The motions that require a vote of a majority of the entire membership (MEM) for their adoption may be categorized as follows:

1. Rescind and expunge from the minutes

2. Adopt or amend special rules of order, or amend bylaws that do not require notice for their amendment—in cases in which

A. no notice has been given

B. notice has been given but amendment has gone beyond the scope of notice

The passages quoted from p. 297 and p. 576 suggest that a subsidiary motion to amend that would put an incidental main motion into category 2B is out of order if MEM is not present.

The reason such a subsidiary motion is out of order is the “practical matter” that an incidental main motion in 2B cannot be adopted in the absence of MEM. A motion to amend beyond the scope of notice in such cases amounts to a motion to postpone indefinitely.

Problematic issues:

(1) The number of members present when the subsidiary motion to amend is made might be significantly different from the number of members present when the incidental main motion is voted on, which might be much later and in a different session.

(2) Although the chair has the duty of determining whether the subsidiary motion is in order before he states it, it is unreasonable to require the chair to determine whether MEM is present at that time, and it is impossible for him to know whether MEM will be present when the vote is taken on the incidental main motion.

(3) The same practical matter that makes the subsidiary motion out of order presumably applies also to motions in categories 1 and 2A if they themselves are made in the absence of MEM, yet nothing in RONR makes their being in order dependent in any way on attendance.

(4) This practical matter also besets motions in categories 1 and 2A that come up as unfinished business (and the like) in the absence of MEM.

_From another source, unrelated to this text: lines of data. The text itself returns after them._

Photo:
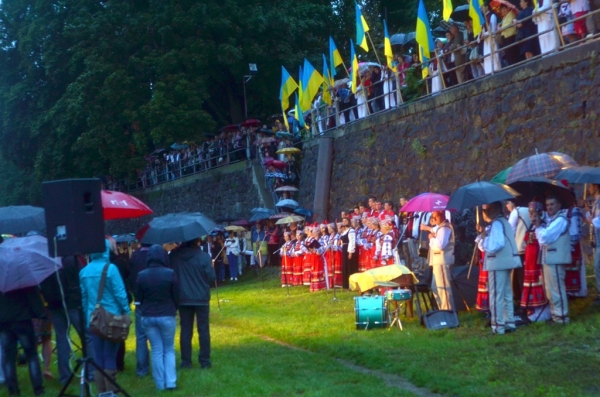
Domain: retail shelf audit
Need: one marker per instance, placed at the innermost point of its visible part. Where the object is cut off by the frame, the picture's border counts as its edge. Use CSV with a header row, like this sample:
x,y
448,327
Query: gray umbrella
x,y
24,262
583,174
21,219
179,227
479,193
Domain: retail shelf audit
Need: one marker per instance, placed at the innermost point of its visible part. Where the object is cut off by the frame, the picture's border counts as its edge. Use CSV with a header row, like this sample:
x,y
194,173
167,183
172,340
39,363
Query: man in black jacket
x,y
61,319
17,308
195,274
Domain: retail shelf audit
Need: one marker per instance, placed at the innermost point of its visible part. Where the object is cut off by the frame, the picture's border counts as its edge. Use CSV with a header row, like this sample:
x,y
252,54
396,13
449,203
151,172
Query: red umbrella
x,y
251,123
119,205
426,202
278,164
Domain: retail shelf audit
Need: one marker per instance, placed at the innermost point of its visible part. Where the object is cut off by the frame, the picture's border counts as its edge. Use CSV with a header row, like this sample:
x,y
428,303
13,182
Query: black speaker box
x,y
440,319
74,216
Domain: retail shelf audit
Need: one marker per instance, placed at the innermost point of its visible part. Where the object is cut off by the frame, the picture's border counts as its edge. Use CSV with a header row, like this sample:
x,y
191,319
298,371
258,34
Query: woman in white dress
x,y
545,21
491,60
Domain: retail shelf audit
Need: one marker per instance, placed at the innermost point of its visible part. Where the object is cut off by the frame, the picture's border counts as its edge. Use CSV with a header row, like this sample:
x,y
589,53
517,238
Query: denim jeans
x,y
141,346
232,259
105,352
23,333
60,323
161,334
186,316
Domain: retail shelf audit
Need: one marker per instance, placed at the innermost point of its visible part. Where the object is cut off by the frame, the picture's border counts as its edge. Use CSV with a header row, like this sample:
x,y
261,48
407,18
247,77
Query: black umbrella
x,y
479,193
179,227
460,13
583,174
540,188
17,219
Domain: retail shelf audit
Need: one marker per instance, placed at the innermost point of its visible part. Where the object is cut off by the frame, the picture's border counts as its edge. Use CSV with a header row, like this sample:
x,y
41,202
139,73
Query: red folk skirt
x,y
287,272
483,292
572,272
317,273
306,268
533,294
297,270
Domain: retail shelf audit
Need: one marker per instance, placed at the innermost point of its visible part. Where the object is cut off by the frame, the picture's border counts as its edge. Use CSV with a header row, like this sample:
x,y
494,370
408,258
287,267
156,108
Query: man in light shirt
x,y
555,242
441,257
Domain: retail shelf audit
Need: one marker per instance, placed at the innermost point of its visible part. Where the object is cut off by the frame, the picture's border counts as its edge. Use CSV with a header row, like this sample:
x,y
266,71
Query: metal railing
x,y
327,117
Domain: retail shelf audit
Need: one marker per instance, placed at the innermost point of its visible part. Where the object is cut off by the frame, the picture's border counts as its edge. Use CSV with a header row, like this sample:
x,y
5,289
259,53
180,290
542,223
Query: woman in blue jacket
x,y
114,300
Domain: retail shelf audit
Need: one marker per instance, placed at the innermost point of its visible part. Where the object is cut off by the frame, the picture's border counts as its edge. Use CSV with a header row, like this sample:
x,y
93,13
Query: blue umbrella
x,y
303,212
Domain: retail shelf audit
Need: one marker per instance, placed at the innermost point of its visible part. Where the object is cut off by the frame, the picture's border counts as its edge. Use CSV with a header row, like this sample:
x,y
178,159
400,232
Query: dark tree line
x,y
87,88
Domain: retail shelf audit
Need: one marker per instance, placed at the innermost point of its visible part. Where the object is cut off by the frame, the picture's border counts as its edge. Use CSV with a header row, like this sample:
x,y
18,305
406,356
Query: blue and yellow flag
x,y
424,38
476,15
354,66
327,83
334,55
387,47
447,9
311,82
288,85
361,29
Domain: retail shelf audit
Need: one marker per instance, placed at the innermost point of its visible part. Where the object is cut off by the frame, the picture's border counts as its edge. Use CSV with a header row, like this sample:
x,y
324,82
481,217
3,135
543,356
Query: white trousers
x,y
501,301
554,286
442,288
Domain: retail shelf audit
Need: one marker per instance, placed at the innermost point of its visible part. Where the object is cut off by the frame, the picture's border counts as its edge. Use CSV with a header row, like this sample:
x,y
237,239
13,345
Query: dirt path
x,y
389,379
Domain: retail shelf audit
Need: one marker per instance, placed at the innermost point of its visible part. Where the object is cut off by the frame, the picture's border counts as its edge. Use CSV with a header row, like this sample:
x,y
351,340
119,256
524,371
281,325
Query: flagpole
x,y
373,46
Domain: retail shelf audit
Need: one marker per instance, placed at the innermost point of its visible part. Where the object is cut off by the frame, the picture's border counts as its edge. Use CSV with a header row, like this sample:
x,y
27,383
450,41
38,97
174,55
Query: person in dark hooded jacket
x,y
157,291
195,274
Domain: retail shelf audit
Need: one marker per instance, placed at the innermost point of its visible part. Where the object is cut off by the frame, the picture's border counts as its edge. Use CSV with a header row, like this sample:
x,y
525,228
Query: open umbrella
x,y
235,228
251,123
289,150
289,219
286,189
545,165
179,146
24,262
479,193
16,219
535,187
118,205
583,174
501,176
288,203
426,202
460,13
178,227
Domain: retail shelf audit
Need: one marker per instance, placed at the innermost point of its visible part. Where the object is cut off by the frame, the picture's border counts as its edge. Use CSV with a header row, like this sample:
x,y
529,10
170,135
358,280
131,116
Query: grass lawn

(5) It is unclear why an amendment that would have the effect of killing a main motion if that main motion were voted on immediately—and that is in a limited sense is equivalent to postponing indefinitely—is out of order on those grounds. Amending beyond the scope of notice does not make adoption of the amended question equivalent to rejection of the original motion; indeed, it would make adoption of the amended question equivalent to adoption of a motion broader in scope than the original motion.